When planning and designing surveys, along with the content types we need to consider various design features that may have a substantial and differential impact on both data quality and the cost of a survey. There are several steps to follow keeping in mind the survey content, structure, and question types. The following seven steps provide a solid foundation in item design and best practices for the creation of robust and high-impact surveys:

Step 1: Determine the survey goals and objectives

The goal of a survey, which is related to the study purpose, should be a broad statement that explains what the investigator wants to achieve. The process begins by writing an overall goal. Then the concept is broken down into multiple measurable objectives. Objectives are essential to provide a framework for asking the right questions.

Step 2: Define the population and sample

To make a survey reliable and representative for a study purpose, it is crucial to determine the population of interest and an ideal sample size among members of the population, assuming that the entire population will not be surveyed. A population refers to an entire group of people to be studied, whereas a sample is only a subset of the population being studied [5]. When a sample is not reflective of the population, this may threaten external validity, specifically population validity, or if it is too small, we cannot gain reliable insights. Using a correct survey sample size reduces sampling bias, which is important to provide generalizability of findings. The key questions in this step require answering questions such as “What is the population that I would like to survey?” “Who will participate in the survey? And how many people should my sample consist of?”

Two types of sampling may be considered, probability and non-probability sampling. With probability sampling, every single individual within the target group (which can be either random or representative) has an equal chance of being selected for the survey. Some common types of probability sampling techniques include simple random sampling, systematic sampling, stratified sampling, cluster sampling, multistage sampling, and systematic random sampling [23,24,25,26]. Probability sampling techniques have the advantage of ensuring that the sample is representative of the entire population. As a result, validity is ensured for the statistical conclusions.
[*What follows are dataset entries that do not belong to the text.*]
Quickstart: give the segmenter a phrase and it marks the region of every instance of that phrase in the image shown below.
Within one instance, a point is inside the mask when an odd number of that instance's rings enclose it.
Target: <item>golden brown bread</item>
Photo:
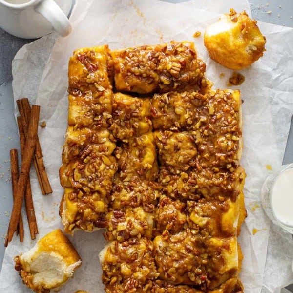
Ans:
[[[243,292],[240,94],[205,70],[188,42],[70,59],[60,213],[105,228],[107,293]]]
[[[234,70],[258,60],[265,50],[266,38],[257,23],[245,11],[237,13],[231,8],[206,30],[204,42],[210,58]]]
[[[58,288],[82,264],[78,253],[59,229],[40,239],[31,250],[16,256],[15,261],[23,283],[37,293]]]

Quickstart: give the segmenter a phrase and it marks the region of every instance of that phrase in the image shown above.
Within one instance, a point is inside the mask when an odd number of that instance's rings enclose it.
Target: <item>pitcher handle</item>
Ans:
[[[61,8],[53,0],[43,0],[35,7],[51,23],[60,36],[65,37],[70,33],[71,24]]]

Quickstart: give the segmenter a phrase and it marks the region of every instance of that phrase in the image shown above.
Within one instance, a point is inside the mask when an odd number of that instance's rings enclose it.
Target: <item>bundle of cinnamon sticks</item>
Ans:
[[[21,208],[24,199],[31,239],[35,239],[36,234],[39,233],[29,178],[32,161],[42,193],[44,195],[52,192],[46,173],[38,136],[40,106],[33,105],[31,109],[28,100],[26,98],[18,100],[17,104],[20,114],[20,116],[17,118],[17,123],[22,162],[20,173],[19,173],[17,150],[11,149],[11,172],[14,202],[5,246],[11,241],[16,231],[17,234],[19,234],[20,241],[23,241]]]

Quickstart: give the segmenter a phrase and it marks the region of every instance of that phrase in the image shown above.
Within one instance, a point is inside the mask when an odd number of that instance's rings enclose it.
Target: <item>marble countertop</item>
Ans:
[[[179,1],[169,0],[169,1]],[[262,21],[293,27],[293,0],[250,0],[249,2],[253,18]],[[3,243],[12,206],[9,150],[15,148],[19,149],[18,132],[14,115],[11,62],[21,46],[33,40],[13,37],[1,28],[0,40],[0,239]],[[291,131],[284,164],[293,162],[292,133],[293,131]],[[27,237],[29,237],[28,229],[25,229],[25,232]],[[4,251],[4,245],[0,245],[0,269]],[[289,286],[288,289],[293,292],[293,286]]]

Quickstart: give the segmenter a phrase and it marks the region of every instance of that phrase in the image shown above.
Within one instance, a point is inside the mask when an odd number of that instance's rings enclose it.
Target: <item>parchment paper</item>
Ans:
[[[232,71],[210,59],[203,46],[203,35],[207,26],[217,20],[217,13],[228,12],[230,7],[250,13],[248,3],[238,0],[195,0],[176,4],[155,0],[79,0],[70,17],[73,29],[69,36],[57,39],[53,46],[57,36],[51,35],[19,51],[13,62],[14,99],[27,96],[34,103],[36,98],[36,104],[41,106],[40,121],[47,124],[39,133],[52,195],[42,195],[35,172],[31,172],[38,238],[62,228],[58,210],[63,190],[58,169],[67,126],[67,64],[73,51],[105,43],[116,49],[171,40],[192,40],[199,56],[207,63],[207,76],[214,87],[226,88]],[[293,243],[290,234],[272,224],[270,232],[270,221],[260,207],[260,193],[266,176],[281,165],[293,112],[293,29],[259,25],[267,38],[267,51],[242,71],[245,76],[243,84],[231,87],[240,89],[244,100],[242,164],[247,174],[244,192],[248,217],[239,238],[244,254],[241,275],[246,293],[277,293],[293,282],[290,268]],[[198,30],[202,36],[193,38]],[[269,165],[272,170],[268,169]],[[28,231],[26,222],[25,225]],[[78,231],[69,238],[80,254],[83,265],[60,292],[73,293],[81,289],[103,292],[98,257],[105,243],[102,232]],[[9,244],[0,275],[0,292],[30,292],[21,284],[13,260],[35,243],[29,240],[27,232],[23,244],[16,237]]]

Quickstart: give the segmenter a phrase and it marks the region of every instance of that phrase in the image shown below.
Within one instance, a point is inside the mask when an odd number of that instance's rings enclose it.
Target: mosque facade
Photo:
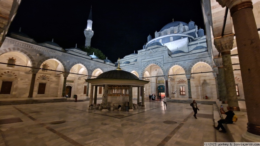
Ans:
[[[84,31],[86,46],[90,46],[94,33],[91,15],[91,11]],[[194,22],[173,19],[155,36],[149,35],[137,52],[120,59],[122,70],[149,81],[144,86],[146,97],[152,93],[157,97],[216,99],[219,93],[225,91],[218,87],[211,44]],[[89,56],[76,44],[64,48],[53,40],[36,42],[21,30],[8,35],[0,55],[0,98],[88,96],[90,85],[85,80],[115,70],[118,64],[94,54]],[[244,99],[240,71],[234,71],[234,90],[238,99]],[[97,97],[101,97],[103,87],[97,89]],[[137,97],[138,91],[133,88],[133,97]]]

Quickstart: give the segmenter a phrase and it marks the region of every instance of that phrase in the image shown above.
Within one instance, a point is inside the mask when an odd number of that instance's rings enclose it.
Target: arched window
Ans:
[[[185,88],[184,86],[181,86],[180,88],[180,93],[181,95],[185,95]]]
[[[7,61],[7,63],[9,64],[15,64],[15,60],[14,60],[13,58],[10,58],[8,59],[8,61]],[[8,64],[7,65],[8,67],[10,67],[11,68],[14,68],[14,65],[10,65],[9,64]]]
[[[47,65],[46,64],[42,65],[42,71],[43,72],[47,72],[47,70],[44,69],[47,69]]]

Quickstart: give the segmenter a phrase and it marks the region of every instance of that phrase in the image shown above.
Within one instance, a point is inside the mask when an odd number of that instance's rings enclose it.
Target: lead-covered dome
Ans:
[[[161,30],[160,30],[160,31],[161,31],[164,29],[170,28],[172,27],[176,27],[176,26],[177,26],[179,25],[179,24],[180,24],[180,23],[182,23],[182,25],[184,26],[188,26],[188,24],[185,23],[185,22],[183,22],[181,21],[174,21],[170,23],[168,23],[168,24],[165,25],[161,29]]]
[[[100,74],[96,78],[113,78],[136,79],[139,80],[136,76],[132,73],[123,70],[114,70],[108,71]]]

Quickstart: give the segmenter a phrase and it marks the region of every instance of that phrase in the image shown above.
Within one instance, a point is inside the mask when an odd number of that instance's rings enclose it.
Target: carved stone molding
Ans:
[[[234,35],[214,39],[214,45],[219,52],[230,51],[233,48]]]

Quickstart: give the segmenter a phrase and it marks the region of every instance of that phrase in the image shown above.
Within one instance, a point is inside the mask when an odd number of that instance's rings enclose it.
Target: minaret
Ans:
[[[90,8],[88,19],[88,24],[87,28],[84,30],[84,34],[86,37],[85,40],[85,47],[90,46],[91,42],[91,38],[94,34],[94,32],[92,30],[92,6]]]

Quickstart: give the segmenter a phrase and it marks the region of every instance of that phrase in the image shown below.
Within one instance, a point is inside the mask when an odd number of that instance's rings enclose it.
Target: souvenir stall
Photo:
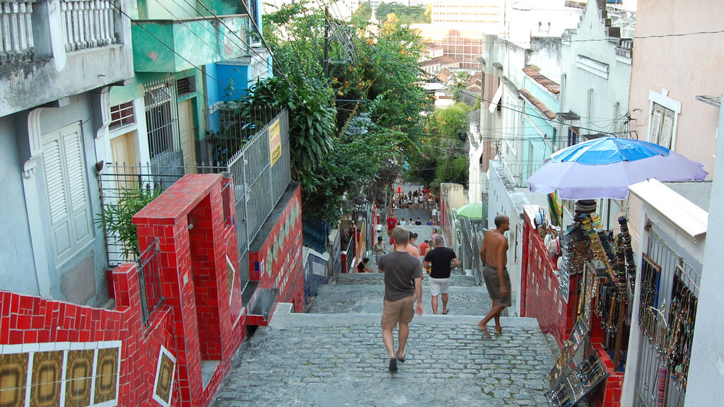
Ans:
[[[601,227],[593,200],[624,199],[629,185],[649,178],[702,180],[707,176],[702,167],[654,143],[602,137],[556,151],[526,180],[531,193],[557,193],[576,201],[573,222],[560,232],[560,267],[539,250],[545,247],[541,235],[531,232],[539,227],[534,218],[539,209],[526,209],[521,314],[538,318],[562,348],[546,393],[550,406],[574,406],[584,397],[594,406],[621,403],[636,266],[628,219],[619,218],[614,236]],[[550,315],[550,304],[557,316]],[[662,372],[665,377],[667,370]]]
[[[574,406],[584,398],[594,406],[618,406],[620,400],[622,349],[628,345],[630,325],[625,316],[631,303],[621,286],[628,288],[626,273],[635,274],[636,267],[626,264],[630,237],[622,233],[615,246],[594,209],[594,201],[578,203],[574,221],[563,232],[547,223],[542,209],[524,209],[528,250],[523,253],[522,314],[538,319],[561,348],[548,377],[546,395],[552,406]],[[557,240],[559,253],[550,243]],[[623,256],[623,274],[618,253]],[[628,257],[633,264],[633,252]]]

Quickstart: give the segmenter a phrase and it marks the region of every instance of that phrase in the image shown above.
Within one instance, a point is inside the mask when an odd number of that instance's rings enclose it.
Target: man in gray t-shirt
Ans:
[[[405,361],[405,345],[416,308],[418,315],[422,315],[422,269],[419,259],[407,251],[410,232],[404,227],[395,227],[392,239],[395,251],[381,257],[377,268],[384,273],[384,306],[381,322],[382,341],[390,356],[390,371],[397,372],[397,361]],[[397,331],[399,344],[395,351],[392,331],[397,324],[400,325]]]

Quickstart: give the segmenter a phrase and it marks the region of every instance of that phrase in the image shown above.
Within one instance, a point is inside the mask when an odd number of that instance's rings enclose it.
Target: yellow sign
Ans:
[[[279,128],[279,120],[269,126],[269,167],[274,167],[277,160],[282,156],[282,133]]]

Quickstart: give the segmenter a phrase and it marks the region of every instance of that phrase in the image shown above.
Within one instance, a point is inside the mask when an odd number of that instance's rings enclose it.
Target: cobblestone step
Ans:
[[[379,315],[289,314],[279,304],[212,403],[235,406],[542,406],[552,354],[534,320],[482,335],[470,316],[416,317],[390,373]],[[285,309],[285,307],[287,307]]]

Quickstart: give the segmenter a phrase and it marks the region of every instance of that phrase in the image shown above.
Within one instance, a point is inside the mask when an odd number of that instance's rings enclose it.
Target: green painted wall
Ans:
[[[139,21],[131,28],[137,72],[174,72],[247,54],[245,15],[219,20]]]

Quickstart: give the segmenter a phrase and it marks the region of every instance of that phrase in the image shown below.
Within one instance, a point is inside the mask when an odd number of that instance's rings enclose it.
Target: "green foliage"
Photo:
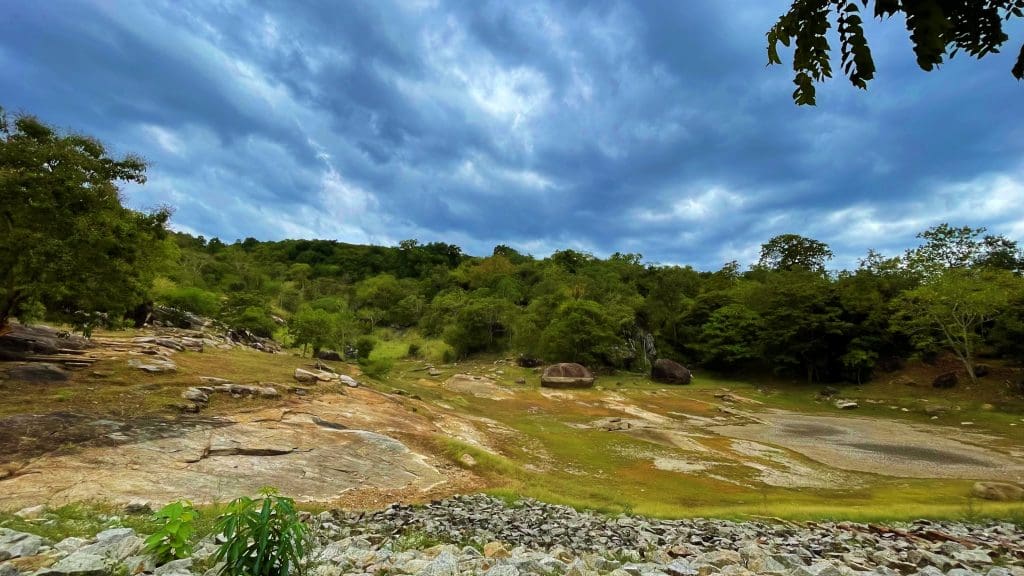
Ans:
[[[362,373],[371,378],[381,379],[394,368],[394,359],[389,357],[367,358],[359,361]]]
[[[142,301],[170,212],[125,208],[117,184],[144,181],[138,157],[0,110],[0,330],[36,302],[115,317]]]
[[[377,345],[377,338],[373,336],[359,336],[355,339],[355,349],[360,359],[368,359],[373,354]]]
[[[711,366],[740,367],[762,358],[763,330],[758,313],[743,304],[726,304],[703,325],[698,349]]]
[[[434,363],[512,354],[624,369],[660,357],[720,371],[864,381],[877,365],[943,349],[934,332],[896,326],[901,294],[951,269],[1022,272],[1016,242],[949,224],[923,232],[922,245],[904,254],[870,251],[856,270],[835,274],[825,271],[827,245],[793,234],[766,242],[760,265],[743,271],[733,261],[717,272],[644,264],[629,253],[563,250],[536,259],[506,246],[474,258],[416,241],[226,245],[173,236],[179,256],[155,294],[215,294],[221,320],[279,338],[270,314],[283,316],[289,342],[314,351],[355,344],[376,377],[408,354]],[[1024,356],[1022,304],[1011,298],[977,329],[985,354]],[[420,347],[409,353],[399,342]]]
[[[300,307],[289,322],[289,331],[295,337],[295,344],[312,346],[314,355],[326,347],[343,348],[355,333],[355,319],[347,310],[340,305],[330,305],[327,310],[313,307],[317,302],[324,304],[325,300],[330,304],[336,303],[328,298],[315,300],[312,304]]]
[[[808,270],[823,273],[833,257],[828,245],[797,234],[776,236],[761,245],[759,265],[770,270]]]
[[[896,300],[896,326],[919,348],[953,353],[975,380],[981,330],[1024,293],[1024,281],[1005,271],[948,269]]]
[[[270,318],[270,311],[262,306],[249,306],[231,319],[231,327],[249,330],[257,336],[269,338],[273,336],[278,324]]]
[[[620,342],[614,319],[598,302],[571,300],[541,335],[541,351],[551,362],[602,364]]]
[[[217,521],[223,543],[214,562],[223,562],[225,576],[289,576],[301,572],[306,526],[295,501],[264,490],[259,498],[231,501]]]
[[[157,294],[157,301],[201,316],[212,317],[220,312],[220,298],[195,286],[170,288]]]
[[[157,557],[160,564],[191,556],[198,518],[199,510],[187,500],[171,502],[159,509],[153,515],[158,529],[145,539],[145,550]]]
[[[868,81],[874,78],[874,59],[860,14],[861,7],[867,8],[871,0],[794,0],[788,11],[768,31],[769,65],[782,64],[779,44],[795,45],[793,70],[797,89],[793,97],[798,105],[814,105],[815,83],[831,78],[827,34],[833,20],[839,32],[844,74],[854,86],[867,88]],[[874,0],[873,4],[874,17],[897,14],[905,17],[918,66],[926,71],[958,51],[978,58],[998,52],[1010,39],[1004,32],[1005,24],[1024,16],[1021,0]],[[1024,79],[1024,48],[1012,73],[1018,80]]]

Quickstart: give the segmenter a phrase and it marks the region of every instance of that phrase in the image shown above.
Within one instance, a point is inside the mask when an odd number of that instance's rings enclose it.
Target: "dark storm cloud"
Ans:
[[[1024,236],[1013,54],[925,74],[900,23],[872,25],[870,91],[801,109],[764,66],[785,4],[24,4],[0,104],[142,154],[131,202],[228,241],[716,268],[790,232],[841,265],[943,220]]]

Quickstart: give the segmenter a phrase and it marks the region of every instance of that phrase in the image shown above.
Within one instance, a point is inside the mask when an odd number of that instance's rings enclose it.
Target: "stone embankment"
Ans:
[[[312,576],[1024,576],[1024,536],[1009,523],[663,521],[487,496],[308,522]],[[51,543],[0,528],[0,575],[214,576],[214,550],[208,538],[156,567],[129,529]]]

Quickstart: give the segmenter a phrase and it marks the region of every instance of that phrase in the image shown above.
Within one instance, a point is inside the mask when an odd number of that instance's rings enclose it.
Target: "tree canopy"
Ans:
[[[117,187],[144,181],[136,156],[0,110],[0,331],[40,305],[121,313],[146,296],[170,214],[126,208]]]
[[[833,77],[828,31],[839,33],[843,74],[866,89],[874,58],[864,35],[861,8],[874,17],[902,15],[922,70],[931,71],[963,51],[981,58],[1010,39],[1005,23],[1024,16],[1024,0],[794,0],[768,31],[768,64],[780,65],[778,45],[794,45],[793,71],[798,105],[815,104],[815,84]],[[1024,79],[1024,46],[1011,73]]]

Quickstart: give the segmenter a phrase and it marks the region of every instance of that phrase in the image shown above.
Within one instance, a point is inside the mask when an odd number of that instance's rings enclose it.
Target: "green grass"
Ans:
[[[575,390],[571,393],[572,398],[566,400],[543,393],[537,373],[504,363],[502,357],[479,357],[458,365],[440,366],[438,359],[444,357],[447,346],[439,340],[423,339],[416,334],[399,336],[381,333],[379,336],[390,339],[381,339],[362,366],[368,387],[387,394],[395,389],[407,393],[403,405],[419,414],[446,412],[447,408],[439,406],[443,404],[451,407],[456,415],[475,418],[471,421],[479,422],[486,418],[514,430],[513,435],[494,437],[486,434],[482,424],[478,426],[479,431],[490,439],[494,447],[490,450],[446,436],[422,438],[419,443],[414,443],[462,467],[467,467],[462,457],[466,454],[472,456],[475,464],[468,469],[482,479],[492,494],[504,498],[528,496],[579,508],[612,513],[632,511],[665,518],[742,519],[767,516],[788,520],[892,521],[922,517],[993,517],[1014,522],[1024,519],[1024,504],[969,498],[970,481],[860,475],[858,479],[864,482],[861,488],[786,489],[761,485],[751,468],[734,463],[713,468],[712,471],[720,479],[660,470],[652,465],[652,455],[678,457],[681,453],[627,434],[582,425],[598,418],[623,416],[605,403],[609,392],[625,397],[644,410],[677,418],[678,414],[698,417],[719,415],[717,406],[723,403],[715,399],[715,394],[728,389],[762,403],[734,405],[744,411],[785,409],[838,417],[898,418],[952,426],[970,420],[975,425],[969,429],[993,435],[990,442],[1019,447],[1024,444],[1024,422],[1021,422],[1024,401],[1008,398],[999,389],[969,389],[964,386],[953,390],[933,390],[880,380],[862,386],[843,387],[839,396],[860,403],[858,410],[843,412],[830,402],[817,398],[821,388],[818,385],[770,379],[742,381],[698,374],[693,384],[672,386],[651,382],[646,374],[617,373],[599,376],[597,386],[601,389]],[[411,343],[417,344],[416,358],[410,358]],[[199,376],[217,376],[240,383],[291,384],[294,369],[311,362],[290,353],[267,355],[248,348],[180,353],[173,358],[179,371],[171,374],[145,374],[129,368],[122,358],[101,361],[92,369],[108,372],[105,378],[92,377],[92,370],[87,369],[74,373],[71,382],[59,384],[0,381],[0,390],[5,398],[0,403],[0,416],[25,412],[75,412],[118,418],[170,417],[177,412],[169,407],[181,402],[180,392],[185,386],[198,384]],[[423,370],[424,361],[440,366],[443,375],[429,377]],[[503,373],[498,374],[498,370]],[[445,388],[442,382],[457,372],[489,375],[500,385],[515,390],[514,398],[489,400]],[[518,378],[525,378],[526,383],[514,383]],[[994,386],[996,383],[983,381],[983,384]],[[329,384],[314,387],[314,394],[331,392]],[[411,399],[413,396],[420,400]],[[959,410],[932,420],[924,412],[926,404],[922,402],[923,398],[958,406]],[[228,402],[214,397],[206,413],[228,413],[291,400],[294,399],[232,399]],[[891,406],[897,409],[893,410]],[[907,411],[903,412],[900,408]],[[32,434],[15,431],[18,437],[45,436],[36,434],[38,430],[29,430]],[[73,440],[68,439],[68,442]],[[47,442],[59,445],[65,439],[58,436]],[[700,442],[716,448],[721,448],[716,443],[727,444],[712,433]],[[791,456],[802,463],[818,465],[797,455]],[[698,456],[687,454],[685,457]],[[46,529],[54,534],[95,533],[106,527],[104,523],[109,521],[103,519],[115,512],[113,507],[104,506],[78,504],[55,508],[54,524]],[[120,522],[135,523],[141,532],[147,530],[146,518],[117,516],[122,517]],[[10,515],[0,515],[0,526],[17,529],[17,526],[30,524],[43,527],[38,523],[27,524]]]

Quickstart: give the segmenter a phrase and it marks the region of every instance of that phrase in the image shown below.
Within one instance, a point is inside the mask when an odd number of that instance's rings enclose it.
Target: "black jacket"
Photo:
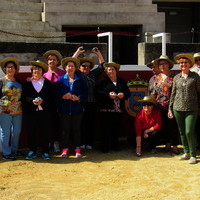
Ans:
[[[46,112],[53,112],[56,109],[55,91],[52,83],[45,79],[41,91],[38,93],[31,81],[27,81],[22,85],[22,110],[25,114],[36,112],[37,106],[33,104],[36,97],[41,97],[43,103],[42,108]]]

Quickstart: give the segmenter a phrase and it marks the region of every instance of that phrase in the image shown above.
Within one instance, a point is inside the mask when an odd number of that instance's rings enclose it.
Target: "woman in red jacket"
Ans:
[[[156,153],[156,145],[158,143],[159,130],[162,127],[161,112],[155,107],[156,100],[150,96],[145,96],[142,100],[143,109],[135,118],[136,131],[136,155],[141,156],[142,138],[149,140],[149,147],[152,153]]]

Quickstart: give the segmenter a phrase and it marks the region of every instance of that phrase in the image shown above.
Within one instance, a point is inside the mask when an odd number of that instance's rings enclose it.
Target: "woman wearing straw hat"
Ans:
[[[101,121],[101,150],[119,151],[119,133],[124,101],[129,98],[130,90],[126,82],[117,76],[120,65],[115,62],[105,63],[106,77],[96,84],[99,117]]]
[[[80,54],[84,53],[83,47],[79,47],[74,53],[73,57],[78,57]],[[99,65],[94,68],[94,60],[89,57],[80,58],[80,67],[77,74],[84,79],[88,86],[88,97],[84,101],[84,114],[82,121],[81,130],[81,148],[92,149],[94,133],[95,133],[95,123],[96,123],[96,100],[94,95],[94,88],[97,78],[103,73],[105,63],[104,58],[97,47],[92,49],[92,52],[97,55],[99,60]],[[89,122],[89,125],[88,125]]]
[[[43,77],[51,81],[52,83],[55,83],[58,78],[65,74],[65,71],[63,69],[60,69],[59,66],[61,64],[62,55],[57,50],[49,50],[44,53],[43,55],[44,59],[47,62],[48,65],[48,71],[44,73]],[[60,137],[61,137],[61,130],[60,130],[60,121],[59,117],[57,115],[57,112],[54,112],[53,115],[53,131],[52,131],[52,138],[51,143],[53,143],[54,152],[56,154],[60,153]]]
[[[87,97],[87,85],[76,75],[80,62],[77,58],[67,57],[62,59],[62,67],[66,74],[61,76],[56,83],[59,99],[58,113],[63,130],[62,157],[68,157],[69,149],[75,149],[75,156],[81,154],[81,120],[83,116],[83,100]]]
[[[148,87],[148,95],[151,96],[154,91],[156,76],[160,74],[161,71],[158,66],[154,65],[154,60],[152,60],[150,63],[147,63],[146,66],[149,67],[153,72],[153,76],[149,79],[149,87]]]
[[[145,96],[139,100],[142,103],[142,110],[135,118],[136,132],[136,155],[142,155],[142,138],[149,141],[152,153],[156,153],[156,145],[159,141],[160,130],[162,127],[162,116],[156,108],[156,100],[151,96]]]
[[[179,54],[175,56],[175,60],[181,72],[174,78],[168,116],[172,118],[174,115],[178,124],[184,149],[180,160],[189,160],[190,164],[195,164],[197,160],[194,129],[198,116],[200,77],[190,71],[194,64],[191,54]]]
[[[177,145],[179,144],[177,123],[174,119],[169,119],[167,116],[173,78],[175,75],[171,71],[174,63],[167,56],[161,55],[158,59],[154,60],[154,65],[158,66],[161,71],[155,78],[153,91],[153,95],[158,102],[158,107],[161,109],[163,118],[161,142],[166,144],[166,151],[170,151],[171,146],[173,146],[172,152],[179,154],[177,148]]]
[[[196,72],[200,76],[200,52],[193,55],[194,66],[191,67],[190,71]]]
[[[0,79],[0,126],[4,160],[15,160],[18,156],[18,143],[22,124],[21,92],[22,85],[15,75],[19,72],[16,58],[1,61],[5,77]]]
[[[197,52],[193,55],[194,66],[191,67],[190,71],[196,72],[200,76],[200,52]],[[200,105],[199,105],[199,114],[197,118],[195,133],[197,138],[197,148],[200,149]]]
[[[43,77],[55,83],[60,76],[65,74],[64,70],[58,68],[62,60],[62,55],[57,50],[49,50],[44,53],[43,57],[48,65],[48,71],[44,73]]]
[[[25,159],[37,157],[38,141],[41,139],[42,158],[49,160],[49,142],[52,130],[52,110],[55,106],[55,93],[51,82],[43,78],[47,71],[46,63],[30,62],[32,77],[23,84],[22,106],[28,132],[29,152]]]

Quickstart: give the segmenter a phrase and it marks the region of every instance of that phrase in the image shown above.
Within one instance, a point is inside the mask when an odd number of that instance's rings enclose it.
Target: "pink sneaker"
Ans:
[[[75,149],[75,152],[76,152],[76,157],[77,158],[81,158],[82,157],[81,149]]]
[[[68,157],[68,153],[69,153],[69,149],[63,149],[63,150],[62,150],[61,156],[62,156],[63,158],[66,158],[66,157]]]

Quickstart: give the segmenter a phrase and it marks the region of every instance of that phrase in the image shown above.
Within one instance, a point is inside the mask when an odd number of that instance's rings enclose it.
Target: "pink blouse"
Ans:
[[[153,108],[150,115],[146,115],[144,110],[141,110],[135,118],[135,131],[136,136],[142,136],[143,132],[153,127],[154,130],[162,128],[162,116],[158,108]]]

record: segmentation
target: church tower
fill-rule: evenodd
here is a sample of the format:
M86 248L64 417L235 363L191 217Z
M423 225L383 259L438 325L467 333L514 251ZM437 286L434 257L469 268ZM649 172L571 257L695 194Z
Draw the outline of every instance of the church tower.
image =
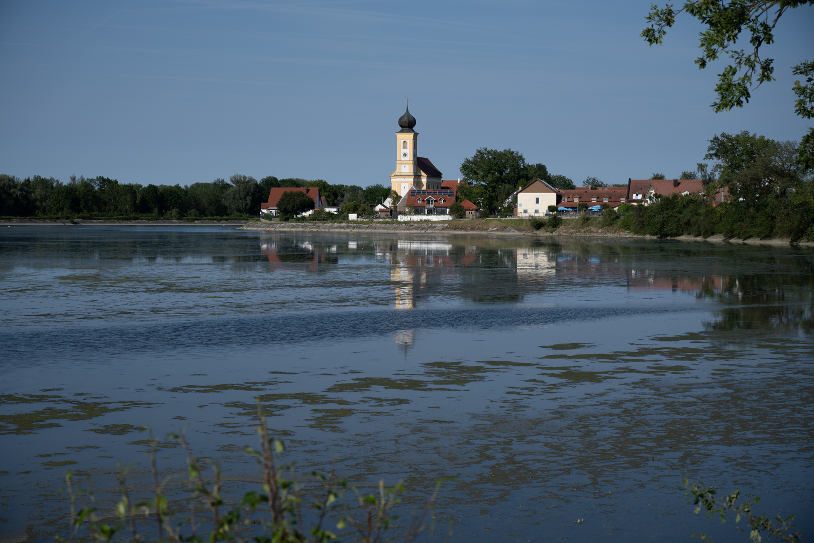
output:
M418 170L418 133L413 129L415 117L407 111L399 119L401 129L396 133L396 171L390 176L390 183L396 193L404 196L412 186L421 186L421 172Z
M399 119L401 129L396 133L396 171L390 174L390 186L404 198L412 187L441 188L441 173L429 159L418 156L418 133L413 129L415 117L407 111Z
Non-probability sampling (also known as non-random sampling) involves the process of selecting a sample group on the basis of judgment or the convenience of accessing data. Not everyone has an equal chance to participate in a study. Therefore, this type of sampling may not accurately represent the population.. The most common non-probability types include convenience sampling, quota sampling, purposive sampling, snowball sampling, and voluntary sampling [27, 28]. Non-probability sampling’s biggest advantage is cost-effectiveness and time-effectiveness compared to probability sampling but risks a lower level of generalization of study findings, including difficulties in estimating sampling variability and identifying possible bias [29]. Surveys that are submitted to the SONPM use convenience sampling by accessing the large database of practicing neonatologists and accepting information from those who chose to take the survey.

Step 3: Determine “exactly” how you plan to use the data

Survey data provide valuable insight to make decisions from multiple perspectives of stakeholders. During the survey planning stage, it is important to know how data will be used and/or analyzed (qualitative or quantitative). Knowing exactly which data will answer your bigger questions will be a roadmap for how to analyze the data and distribute the results through appropriate channels and reports. If parts of the survey data will not be used or will not benefit the research purpose, it is better to eliminate those segments of the survey.

Step 4: Conduct a literature review before creating a draft of the survey questions

An extensive literature search should be performed before writing a new survey to determine if a similar survey has already been validated or if any measures of the same constructs or related constructs already exist [4, 30]. Using a previously validated survey can be more cost-effective than designing a new survey. However, any modification to the survey may reduce its validity. Despite this disadvantage, it is often preferable to use an existing validated survey compared to designing a new one [4]. Even if no existing surveys are available, a literature review ensures the definition of the correct constructs that align with related research in the field and provides guidance for the development of better content of self-designed survey items and scales that may be adapted to the current study [4].

Step 5: Start developing survey items

A survey item is a question or statement included in a survey that elicits specific responses from the participants. The quality of the items determines the quality of the data [31]. Developing high-quality surveys should include the following vital elements:

Survey introduction

An introduction to the survey should include answers to the following questions:

  • What is the purpose of the survey?

  • Who will use the information?

  • How will the data be used?

  • Will the responses be anonymous?

  • How will the confidentiality and anonymity of respondents be assured?

  • Approximately how long will it take to complete the survey?

Structuring items by choosing the right question types

The most important part of survey development is the creation of items that accurately measure respondents’ opinions, attitudes, and/or behaviors. Survey statements or questions should be organized and aligned with study objectives. If there are varying types of questions, they should be grouped into sections with instructions for how the respondent should answer them at the beginning of each section.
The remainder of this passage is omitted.